Retranscription (screenshot from the conversation with SpawnZii) :
Dude, I think I found a reflected XSS with this payload :
45 seconds later :
Well, well, well, what could have happened between those two messages ?
Hint :
Answer (_oups=czoxOiJhIjtpOjE6MDs=%27"><?php%20echo(%27RCE%27)?>) :
The php tags are gone, and we can see the letters "R","C","E" kindly appearing on our screen :).
What is happening :
if (_request('annuler_oups') and $oups = _request('_oups') and $oups = base64_decode($oups) and $oups = unserialize($oups))So, it first checks for a valid base64_decode, which is true. Then for a valid object, which is also true (the object instantiates a string "a" of length 1) :
It considers the user input as valid, and sends it to further processing (dynamic eval engine of SPIP) which renders our code.

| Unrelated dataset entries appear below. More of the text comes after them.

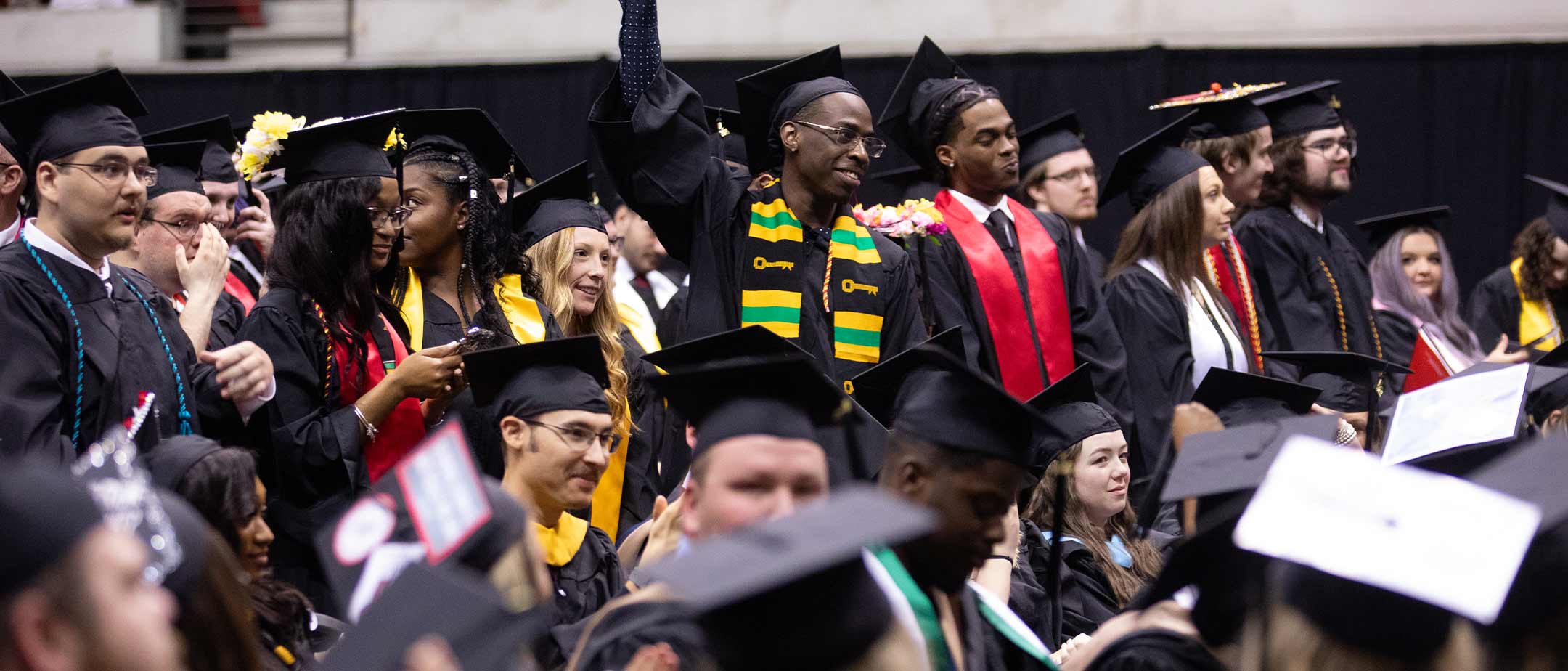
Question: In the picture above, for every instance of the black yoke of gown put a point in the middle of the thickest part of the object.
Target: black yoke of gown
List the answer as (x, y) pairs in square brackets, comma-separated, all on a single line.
[(124, 357)]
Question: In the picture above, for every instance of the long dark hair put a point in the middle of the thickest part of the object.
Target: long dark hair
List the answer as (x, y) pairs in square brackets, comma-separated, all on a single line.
[(490, 250), (324, 253)]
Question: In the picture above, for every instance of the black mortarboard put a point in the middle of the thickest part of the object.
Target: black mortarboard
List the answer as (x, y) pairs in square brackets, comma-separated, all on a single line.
[(173, 458), (340, 150), (1147, 168), (777, 94), (179, 168), (1300, 110), (1380, 229), (1220, 112), (1363, 372), (943, 400), (555, 204), (725, 126), (794, 593), (460, 607), (1048, 139), (10, 90), (725, 347), (217, 163), (89, 112), (1071, 412), (1241, 397), (927, 81), (467, 129), (775, 396), (552, 375), (1556, 204), (46, 513)]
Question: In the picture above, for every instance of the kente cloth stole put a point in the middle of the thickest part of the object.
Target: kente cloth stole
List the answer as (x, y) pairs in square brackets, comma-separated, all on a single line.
[(770, 282), (1537, 319), (520, 309), (1004, 304)]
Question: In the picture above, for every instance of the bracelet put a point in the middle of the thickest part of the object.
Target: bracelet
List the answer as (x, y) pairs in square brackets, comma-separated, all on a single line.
[(364, 423)]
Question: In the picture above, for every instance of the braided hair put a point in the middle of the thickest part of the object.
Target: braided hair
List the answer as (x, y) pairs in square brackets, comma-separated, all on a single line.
[(490, 248)]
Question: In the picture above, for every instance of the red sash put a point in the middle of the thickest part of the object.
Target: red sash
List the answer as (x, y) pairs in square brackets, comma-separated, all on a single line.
[(1004, 303), (234, 288), (405, 427)]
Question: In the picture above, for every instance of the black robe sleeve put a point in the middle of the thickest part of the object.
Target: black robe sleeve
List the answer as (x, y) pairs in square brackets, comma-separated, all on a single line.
[(1153, 323)]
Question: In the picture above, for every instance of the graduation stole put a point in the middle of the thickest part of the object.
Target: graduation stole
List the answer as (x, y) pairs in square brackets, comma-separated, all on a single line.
[(1003, 301), (770, 278), (1228, 272), (560, 543), (520, 309), (1537, 317)]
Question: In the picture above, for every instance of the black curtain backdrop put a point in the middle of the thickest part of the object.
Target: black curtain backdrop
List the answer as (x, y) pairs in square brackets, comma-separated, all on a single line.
[(1453, 126)]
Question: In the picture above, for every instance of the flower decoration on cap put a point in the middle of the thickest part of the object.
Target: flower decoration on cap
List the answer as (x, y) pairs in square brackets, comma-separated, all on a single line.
[(1216, 93), (262, 142), (904, 220)]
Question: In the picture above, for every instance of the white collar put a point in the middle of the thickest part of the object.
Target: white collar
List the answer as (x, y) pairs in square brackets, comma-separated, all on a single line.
[(981, 211)]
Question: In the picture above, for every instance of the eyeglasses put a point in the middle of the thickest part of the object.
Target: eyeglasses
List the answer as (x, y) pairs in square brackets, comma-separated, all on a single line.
[(847, 137), (579, 438), (182, 231), (1324, 146), (115, 171), (1073, 176), (394, 217)]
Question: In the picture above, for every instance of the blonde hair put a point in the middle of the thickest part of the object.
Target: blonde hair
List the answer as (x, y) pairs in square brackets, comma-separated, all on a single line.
[(552, 258)]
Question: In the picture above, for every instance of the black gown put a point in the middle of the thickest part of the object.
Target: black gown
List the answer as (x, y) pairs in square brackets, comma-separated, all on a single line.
[(1288, 259), (955, 301), (124, 357)]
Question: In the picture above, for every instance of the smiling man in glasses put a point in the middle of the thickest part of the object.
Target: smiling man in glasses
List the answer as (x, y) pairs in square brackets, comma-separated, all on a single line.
[(85, 336), (788, 256), (181, 251), (1307, 272)]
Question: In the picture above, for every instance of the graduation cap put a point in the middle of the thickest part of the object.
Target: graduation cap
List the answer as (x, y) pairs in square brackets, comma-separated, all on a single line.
[(466, 129), (1147, 168), (1220, 112), (217, 163), (1051, 137), (551, 375), (46, 513), (89, 112), (339, 150), (1380, 229), (179, 168), (942, 399), (1241, 397), (927, 81), (723, 127), (1300, 110), (796, 593), (555, 204), (777, 94), (457, 606), (764, 396), (1556, 204)]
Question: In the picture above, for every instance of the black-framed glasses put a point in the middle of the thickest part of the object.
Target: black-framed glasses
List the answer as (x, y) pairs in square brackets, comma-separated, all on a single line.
[(579, 438), (849, 137), (396, 217), (115, 171), (182, 231), (1324, 146)]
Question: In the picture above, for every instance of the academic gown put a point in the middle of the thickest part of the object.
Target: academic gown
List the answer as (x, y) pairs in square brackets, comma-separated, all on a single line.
[(1288, 259), (955, 301), (124, 358)]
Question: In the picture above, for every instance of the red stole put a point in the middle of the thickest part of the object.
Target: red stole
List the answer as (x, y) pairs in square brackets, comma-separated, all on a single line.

We now have the ability to execute arbitrary code on the server, with any author account. A first approach could be to dump the phpinfo() to check the disabled functions, then build payloads to exfiltrate files, secrets (e.g. : SQL creds in config/connect.php), try to privesc etc.
After this discovery, we decided to create POC's for exploit automation. It is joined in this folder, under the name "SPIP_4.1.2_AUTH_RCE_POC.py". We did not pushed it really far, just an interactive webshell on terminal, with basic error handling.
We decided to report the vulnerability to SPIP, because we had no interest into exploiting or selling it. g0uZ, foundator of Root Me, is also in charge of the security in SPIP core. They were both quickly capable to fix the issue.
It was a great experience to work in team with SpawnZii, and being able to make Root Me and SPIP a little more secure is great. We managed to generate two POC, one led to CSRF/RCE via a stored XSS, the other to RCE via logic errors.
There are certainly still bugs present, but we don't think continuing pentesting it for now. I hope that you had pleasure to read these lines, and that it motivated into finding exploits (in a white hat way). Also, don't forget to double check your security fixes :).